Elle n’a pas de galerie de portraits ou de lieux à l’esprit, seulement des descriptions verbales reposant sur les « notes mentales » qu’elle s’astreint à prendre en permanence. Lorsqu’elle ne le fait pas, elle peut se trouver démunie face à des questions en apparence simples, comme décrire la forme des oreilles d’un lion. Une information qu’elle n’a jamais « mentalement notée » et apprise, et qu’elle est donc incapable de restituer faute de pouvoir imaginer l’animal.
« Je passe beaucoup par l’écrit pour compenser. Quand je rencontre quelqu’un, je couche une description sur le papier en rentrant chez moi parce que je sais que je ne la reverrai pas dans ma tête, sauf peut-être en rêves. Je tiens un journal où j’écris tous les soirs ce que j’ai fait, ce que j’ai vu, et je fais régulièrement des synthèses. C’est ce qui m’aide à fixer dans mon esprit ce que d’autres ont l’air de conserver en images. »
Elle n’est cependant pas sûre de vouloir changer. Elle apprécie par exemple de n’être jamais « hantée » par une image.

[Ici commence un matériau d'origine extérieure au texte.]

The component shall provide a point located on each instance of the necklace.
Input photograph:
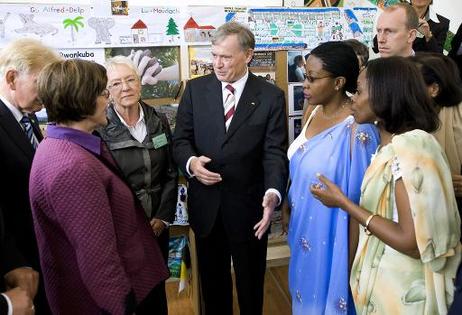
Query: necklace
(337, 113)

Même les plus effrayantes disparaissent de son esprit une fois la photo couverte, les yeux fermés ou la télévision éteinte. Elle ne peut pas non plus s’empêcher de sourire devant ceux qui « s’énervent sur l’adaptation d’un roman en film parce que l’acteur ne correspond pas à ce qu’ils avaient imaginé ».
Pour elle, qui adore lire mais saute toujours les passages descriptifs qui ne lui ont jamais rien évoqué, « l’erreur de casting n’existe pas ». Pas plus que la déception en découvrant un lieu ou une personne qui ne correspondrait pas à l’image qu’elle s’en serait faite.
« On ne perçoit pas qu’avec les yeux »
Ces aphantasiques s’estiment-ils pour autant dépourvus d’imagination ? Laura l’assure, elle est incapable de dessiner un monde dans son esprit, mais elle sait imaginer « des scénarios, des concepts et surtout des sons ». « J’ai une véritable radio dans la tête ! », dit-elle.
Julien, lui, voulait même être écrivain lorsqu’il était plus jeune, il pratique la musique, dessine très bien et se dit « plutôt créatif ». Une affirmation qui n’a rien de paradoxal pour le Dr Zeman :
« La visualisation est un aspect important de l’imagination pour la plupart d’entre nous, mais de nombreuses personnes aphantasiques sont très créatives, dans le domaine des sciences comme des arts. »
Patrick non plus ne croit pas que son aphantasie l’empêche d’imaginer et de s’évader. « On ne perçoit pas qu’avec les yeux, assure cet hypnothérapeute, passionné de poésie et de photographie. Lorsque j’invente, que je me projette, j’imagine avec tous les autres sens, c’est peut-être ce qui me permet d’être créatif, différent des autres. J’encode juste le monde avec des données qui ne sont pas visuelles. » Comme pour souligner que l’imagination porte parfois mal son nom.